New figures have just been released by The Center for Disease Control and Prevention (CDC) just in time for Autism Awareness month: one in 88 children and one in 54 boys in the U.S. has an autism spectrum disorder. We'll be hearing about the need for services for the newly diagnosed, and they will need help.
But let's not forget about the 700,000 to 800,000 teens and young adults who will be leaving the school system in the next few years. Our society is not prepared for the sociological or economic impact of this, and the transition to adulthood is particularly hard for those with autism and their families as they exit mandated school services for real life as adults.
My son Jeremy recently exited school services and the transition to adult services is no picnic. As a parent, I didn't expect that everything would be handed to my disabled son on a silver platter, so we had done our homework and we had plans. Yet like real life, nothing goes as smoothly as you would like. It's the same story for all families. So Jeremy and I decided to write a book about it, each from our own perspective: A Full Life with Autism: From Learning to Forming Relationships to Achieving Independence.
Jeremy is severely impacted by autism, yet graduated from high school at the age of 22 with a GPA of 3.78, and gave a commencement speech using voice output technology. But he still requires 24-hour support. And he is not the only one.

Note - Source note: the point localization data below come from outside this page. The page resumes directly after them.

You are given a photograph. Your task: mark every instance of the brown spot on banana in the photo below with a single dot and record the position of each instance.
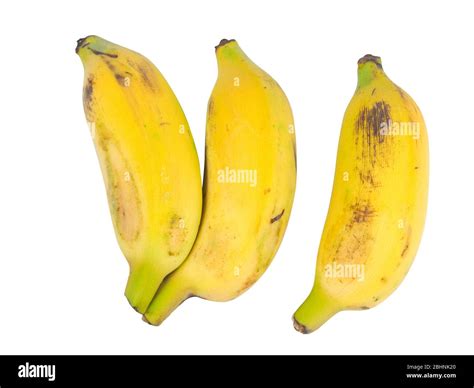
(96, 52)
(362, 212)
(176, 236)
(277, 217)
(122, 192)
(87, 93)
(368, 127)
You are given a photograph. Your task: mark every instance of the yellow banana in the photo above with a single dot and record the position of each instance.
(148, 161)
(378, 204)
(249, 184)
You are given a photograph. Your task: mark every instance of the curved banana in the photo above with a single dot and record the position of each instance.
(378, 204)
(148, 161)
(249, 184)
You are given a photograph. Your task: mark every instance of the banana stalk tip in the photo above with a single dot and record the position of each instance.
(299, 327)
(370, 58)
(80, 43)
(223, 42)
(144, 319)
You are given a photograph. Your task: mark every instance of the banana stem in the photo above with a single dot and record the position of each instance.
(315, 310)
(142, 284)
(170, 295)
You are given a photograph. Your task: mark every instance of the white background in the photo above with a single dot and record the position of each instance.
(62, 275)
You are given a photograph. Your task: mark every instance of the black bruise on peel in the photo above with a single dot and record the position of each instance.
(368, 125)
(88, 90)
(276, 218)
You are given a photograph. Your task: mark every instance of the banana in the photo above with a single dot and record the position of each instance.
(378, 204)
(148, 161)
(249, 184)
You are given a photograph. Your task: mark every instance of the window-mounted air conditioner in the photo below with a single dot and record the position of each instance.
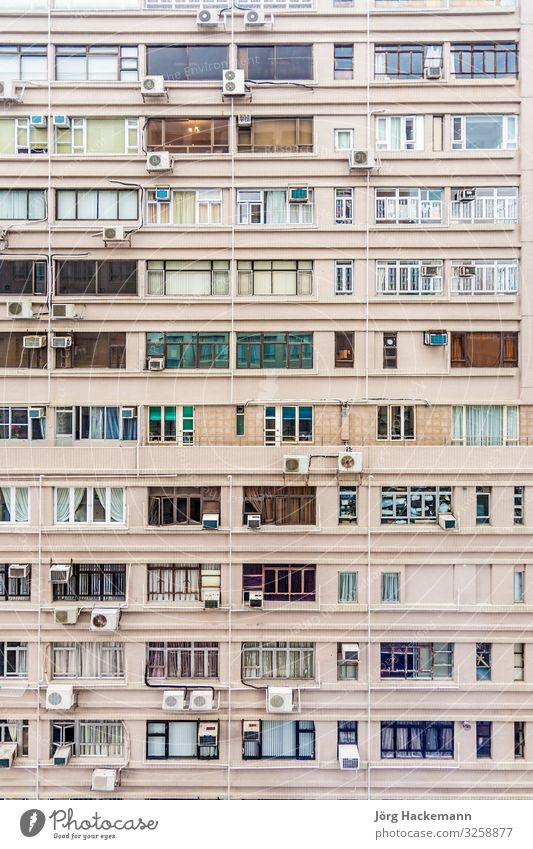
(350, 461)
(279, 700)
(294, 464)
(349, 756)
(105, 619)
(60, 697)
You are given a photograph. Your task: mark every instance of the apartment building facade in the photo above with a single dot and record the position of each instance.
(266, 412)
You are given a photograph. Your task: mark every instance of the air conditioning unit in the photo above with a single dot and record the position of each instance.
(158, 161)
(61, 341)
(210, 521)
(8, 753)
(62, 755)
(201, 700)
(33, 341)
(18, 570)
(349, 756)
(436, 338)
(153, 86)
(350, 461)
(447, 521)
(114, 234)
(279, 700)
(19, 309)
(105, 619)
(66, 615)
(60, 697)
(363, 159)
(207, 18)
(104, 779)
(233, 82)
(294, 464)
(60, 573)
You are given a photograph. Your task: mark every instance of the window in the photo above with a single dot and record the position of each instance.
(88, 660)
(22, 277)
(347, 669)
(14, 504)
(178, 739)
(182, 660)
(518, 505)
(108, 423)
(93, 350)
(288, 424)
(276, 61)
(519, 665)
(479, 60)
(409, 206)
(483, 739)
(98, 136)
(187, 135)
(483, 496)
(23, 204)
(13, 660)
(343, 277)
(90, 737)
(275, 350)
(15, 423)
(94, 63)
(483, 661)
(276, 135)
(275, 277)
(491, 205)
(347, 587)
(171, 424)
(484, 350)
(89, 504)
(24, 62)
(270, 206)
(402, 132)
(279, 582)
(404, 739)
(396, 422)
(281, 505)
(390, 586)
(186, 278)
(475, 424)
(344, 349)
(416, 660)
(13, 589)
(94, 277)
(343, 61)
(182, 505)
(484, 132)
(191, 63)
(189, 350)
(93, 581)
(343, 206)
(390, 350)
(278, 660)
(282, 738)
(96, 204)
(405, 61)
(181, 582)
(490, 277)
(410, 504)
(409, 277)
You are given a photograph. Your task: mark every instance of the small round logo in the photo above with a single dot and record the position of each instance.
(32, 822)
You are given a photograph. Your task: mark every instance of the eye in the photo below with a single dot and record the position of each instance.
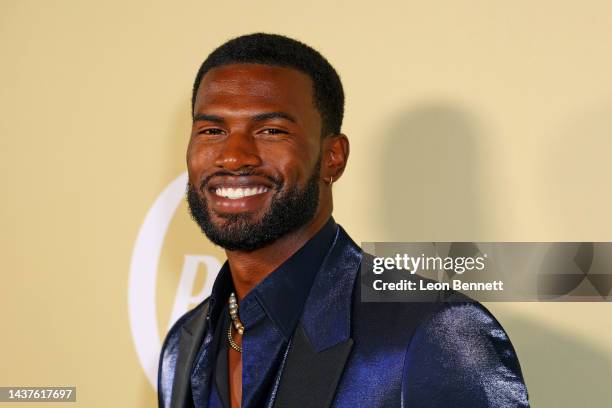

The perspective of those on the spectrum is very important, which is why I'm happy my son is willing to share his experiences and point of view to help others. That's also why I've invited Temple Grandin, Ph.D. (subject of the Emmy-award winning HBO movie, Temple Grandin to answer questions from listeners on-line at AutismCollege.com on April 7th.
Here's what Temple, a professor at Colorado State University, bestselling author, consultant to the livestock industry on animal behavior and a very successful person with high-functioning autism has to say about preparing for adult life:
One of the most difficult times for many individuals on the spectrum is making the transition into adulthood. This is an area that is sadly neglected despite the fact that it is hugely important. I have had teachers and parents tell me many sad stories where a young adult loses a job or drops out of college because they were not prepared for a world away from home.

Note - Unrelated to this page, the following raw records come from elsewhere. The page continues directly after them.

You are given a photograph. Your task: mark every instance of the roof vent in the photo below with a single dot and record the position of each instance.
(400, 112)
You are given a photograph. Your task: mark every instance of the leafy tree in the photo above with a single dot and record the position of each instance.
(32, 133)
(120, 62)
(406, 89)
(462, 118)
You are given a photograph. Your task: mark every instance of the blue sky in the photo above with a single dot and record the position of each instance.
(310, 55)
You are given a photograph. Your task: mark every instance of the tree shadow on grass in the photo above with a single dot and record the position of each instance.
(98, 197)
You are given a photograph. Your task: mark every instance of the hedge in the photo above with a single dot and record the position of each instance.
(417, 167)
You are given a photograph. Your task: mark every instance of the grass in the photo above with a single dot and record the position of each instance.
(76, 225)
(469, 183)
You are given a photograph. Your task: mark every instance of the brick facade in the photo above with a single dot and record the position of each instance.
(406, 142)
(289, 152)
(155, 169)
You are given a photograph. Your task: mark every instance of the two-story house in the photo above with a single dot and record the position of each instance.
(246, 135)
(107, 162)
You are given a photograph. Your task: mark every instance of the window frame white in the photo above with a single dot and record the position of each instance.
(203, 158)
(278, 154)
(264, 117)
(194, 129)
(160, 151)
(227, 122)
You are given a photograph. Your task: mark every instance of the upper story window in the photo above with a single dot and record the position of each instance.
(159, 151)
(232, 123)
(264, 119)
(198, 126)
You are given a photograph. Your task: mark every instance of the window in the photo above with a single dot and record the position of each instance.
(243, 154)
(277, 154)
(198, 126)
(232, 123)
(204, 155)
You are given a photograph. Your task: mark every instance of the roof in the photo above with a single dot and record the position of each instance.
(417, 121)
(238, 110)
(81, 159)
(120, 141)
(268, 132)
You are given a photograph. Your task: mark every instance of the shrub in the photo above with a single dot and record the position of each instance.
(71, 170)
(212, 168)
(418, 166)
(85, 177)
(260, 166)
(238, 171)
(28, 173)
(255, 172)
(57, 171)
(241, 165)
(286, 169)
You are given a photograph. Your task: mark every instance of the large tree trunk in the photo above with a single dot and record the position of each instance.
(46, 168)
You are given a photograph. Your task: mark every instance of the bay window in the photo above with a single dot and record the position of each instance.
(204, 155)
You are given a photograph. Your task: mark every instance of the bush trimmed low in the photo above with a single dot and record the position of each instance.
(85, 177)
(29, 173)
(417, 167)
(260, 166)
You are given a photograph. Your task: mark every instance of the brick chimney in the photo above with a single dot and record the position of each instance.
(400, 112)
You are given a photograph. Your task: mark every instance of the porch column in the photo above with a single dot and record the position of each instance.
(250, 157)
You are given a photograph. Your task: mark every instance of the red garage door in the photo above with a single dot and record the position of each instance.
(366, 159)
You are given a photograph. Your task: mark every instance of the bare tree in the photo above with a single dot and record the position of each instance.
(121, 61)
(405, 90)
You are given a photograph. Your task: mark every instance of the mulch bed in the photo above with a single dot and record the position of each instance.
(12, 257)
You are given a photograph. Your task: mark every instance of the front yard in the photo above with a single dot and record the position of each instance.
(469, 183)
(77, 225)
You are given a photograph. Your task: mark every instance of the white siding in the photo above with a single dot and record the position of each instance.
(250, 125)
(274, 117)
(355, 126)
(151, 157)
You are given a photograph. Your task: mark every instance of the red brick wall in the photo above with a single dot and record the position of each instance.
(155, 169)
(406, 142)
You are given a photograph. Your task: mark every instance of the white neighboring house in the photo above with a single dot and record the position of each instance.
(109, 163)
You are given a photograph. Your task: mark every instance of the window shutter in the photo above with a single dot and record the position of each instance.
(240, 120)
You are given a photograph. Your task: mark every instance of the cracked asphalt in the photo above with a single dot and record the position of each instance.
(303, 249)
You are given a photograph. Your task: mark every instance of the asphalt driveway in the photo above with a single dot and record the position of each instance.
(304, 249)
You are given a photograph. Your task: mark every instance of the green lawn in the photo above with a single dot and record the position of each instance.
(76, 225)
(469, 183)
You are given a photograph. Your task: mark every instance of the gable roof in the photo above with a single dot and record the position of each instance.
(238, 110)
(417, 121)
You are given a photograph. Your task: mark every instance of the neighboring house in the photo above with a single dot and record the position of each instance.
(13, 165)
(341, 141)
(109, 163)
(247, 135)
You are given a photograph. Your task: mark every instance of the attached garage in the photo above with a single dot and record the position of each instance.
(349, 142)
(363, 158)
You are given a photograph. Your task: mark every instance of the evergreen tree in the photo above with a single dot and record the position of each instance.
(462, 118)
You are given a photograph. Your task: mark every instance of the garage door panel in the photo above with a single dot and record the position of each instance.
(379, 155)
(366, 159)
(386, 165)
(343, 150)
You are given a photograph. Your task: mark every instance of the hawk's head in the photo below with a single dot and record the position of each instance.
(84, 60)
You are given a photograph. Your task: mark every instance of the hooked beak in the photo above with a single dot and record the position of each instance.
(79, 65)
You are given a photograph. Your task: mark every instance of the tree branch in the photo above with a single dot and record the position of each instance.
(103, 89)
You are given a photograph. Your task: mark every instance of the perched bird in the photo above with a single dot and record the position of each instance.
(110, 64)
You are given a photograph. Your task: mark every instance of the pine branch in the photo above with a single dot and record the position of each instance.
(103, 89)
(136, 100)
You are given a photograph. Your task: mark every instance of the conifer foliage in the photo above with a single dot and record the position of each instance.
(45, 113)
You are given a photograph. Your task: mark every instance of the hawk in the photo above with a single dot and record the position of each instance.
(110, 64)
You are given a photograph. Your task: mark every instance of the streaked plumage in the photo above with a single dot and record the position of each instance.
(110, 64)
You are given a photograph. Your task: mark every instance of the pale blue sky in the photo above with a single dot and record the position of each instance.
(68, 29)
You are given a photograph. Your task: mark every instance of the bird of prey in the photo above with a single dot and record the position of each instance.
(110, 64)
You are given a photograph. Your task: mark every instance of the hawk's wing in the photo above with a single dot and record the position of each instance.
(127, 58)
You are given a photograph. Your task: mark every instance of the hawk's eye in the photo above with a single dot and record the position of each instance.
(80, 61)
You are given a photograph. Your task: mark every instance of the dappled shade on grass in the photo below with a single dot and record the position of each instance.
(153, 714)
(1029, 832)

To write an informative book, Jeremy and I did the research on existing services and interviewed people to find out what innovative plans they had. It was empowering to hear all that families and organizations are working on, even if it is not enough. Variety in options is crucial. Change in the systems is necessary as well. As Jeremy puts it in the preface of A Full Life With Autism:
All of us on the spectrum are different from one another and our wants and hopes are as well. It is important to recognize that when planning our lives. Mighty systems are in place that don't understand this. Our nation was built on the principle that all people are created equally. Yet all Americans are not treated equally. African-Americans, women, gay people and the disabled continue to struggle, even those that have been given equal rights. Systems change will not happen unless we convince society that we are all differently abled yet deserve equal consideration.

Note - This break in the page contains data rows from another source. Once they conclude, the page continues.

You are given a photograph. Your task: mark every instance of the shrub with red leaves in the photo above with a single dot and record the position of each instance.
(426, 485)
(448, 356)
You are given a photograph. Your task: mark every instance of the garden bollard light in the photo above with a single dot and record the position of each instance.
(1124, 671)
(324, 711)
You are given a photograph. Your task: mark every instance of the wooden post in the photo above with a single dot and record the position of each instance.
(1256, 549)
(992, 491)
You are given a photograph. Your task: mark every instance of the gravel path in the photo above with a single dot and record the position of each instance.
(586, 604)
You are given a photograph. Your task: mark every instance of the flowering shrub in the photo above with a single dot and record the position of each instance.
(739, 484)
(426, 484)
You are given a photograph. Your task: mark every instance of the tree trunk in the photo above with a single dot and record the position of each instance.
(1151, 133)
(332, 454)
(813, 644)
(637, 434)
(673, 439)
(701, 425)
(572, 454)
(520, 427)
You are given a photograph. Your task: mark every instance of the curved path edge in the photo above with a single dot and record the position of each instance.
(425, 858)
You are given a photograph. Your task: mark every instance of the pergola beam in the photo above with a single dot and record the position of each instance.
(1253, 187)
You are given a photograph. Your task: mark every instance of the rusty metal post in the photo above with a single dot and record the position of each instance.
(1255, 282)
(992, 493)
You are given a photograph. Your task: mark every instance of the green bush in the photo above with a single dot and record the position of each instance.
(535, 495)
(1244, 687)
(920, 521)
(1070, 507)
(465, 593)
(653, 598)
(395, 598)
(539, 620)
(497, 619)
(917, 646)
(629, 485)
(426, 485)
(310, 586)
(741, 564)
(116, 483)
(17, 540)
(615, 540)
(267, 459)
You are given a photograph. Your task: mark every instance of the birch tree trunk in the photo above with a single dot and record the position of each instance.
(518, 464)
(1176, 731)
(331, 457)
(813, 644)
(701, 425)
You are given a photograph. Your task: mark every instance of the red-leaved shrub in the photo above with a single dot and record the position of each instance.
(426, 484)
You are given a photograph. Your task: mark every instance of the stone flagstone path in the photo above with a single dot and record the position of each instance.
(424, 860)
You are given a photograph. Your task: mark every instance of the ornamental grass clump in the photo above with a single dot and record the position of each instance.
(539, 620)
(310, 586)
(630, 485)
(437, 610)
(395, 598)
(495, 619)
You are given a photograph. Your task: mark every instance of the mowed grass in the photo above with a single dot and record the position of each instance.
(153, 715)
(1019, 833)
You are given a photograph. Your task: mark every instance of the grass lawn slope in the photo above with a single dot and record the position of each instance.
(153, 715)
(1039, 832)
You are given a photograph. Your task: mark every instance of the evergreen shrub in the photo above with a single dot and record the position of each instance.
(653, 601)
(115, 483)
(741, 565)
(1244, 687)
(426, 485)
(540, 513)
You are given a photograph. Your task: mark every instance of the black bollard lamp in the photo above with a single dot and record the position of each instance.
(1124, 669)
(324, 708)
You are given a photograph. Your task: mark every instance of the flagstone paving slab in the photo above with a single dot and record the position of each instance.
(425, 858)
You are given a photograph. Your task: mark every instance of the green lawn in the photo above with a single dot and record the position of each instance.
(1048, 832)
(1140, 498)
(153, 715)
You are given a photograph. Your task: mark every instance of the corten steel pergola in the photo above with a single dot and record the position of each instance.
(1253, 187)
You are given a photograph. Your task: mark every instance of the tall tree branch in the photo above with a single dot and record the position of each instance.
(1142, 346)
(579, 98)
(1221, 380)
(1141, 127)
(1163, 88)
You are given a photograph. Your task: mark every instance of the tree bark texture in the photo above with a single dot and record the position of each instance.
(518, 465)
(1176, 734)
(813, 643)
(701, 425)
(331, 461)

So what are parents and their loved one supposed to do to prepare for adult life? The first step is to get educated about how to best prepare your loved one or your student. You can ask Temple Grandin on April 7th, and you can read what Jeremy has to say in the book. We know how hard it is for parents and for those on the spectrum. We want people to know the realities, but we want to empower them with the possibilities -- because everyone deserves a full life.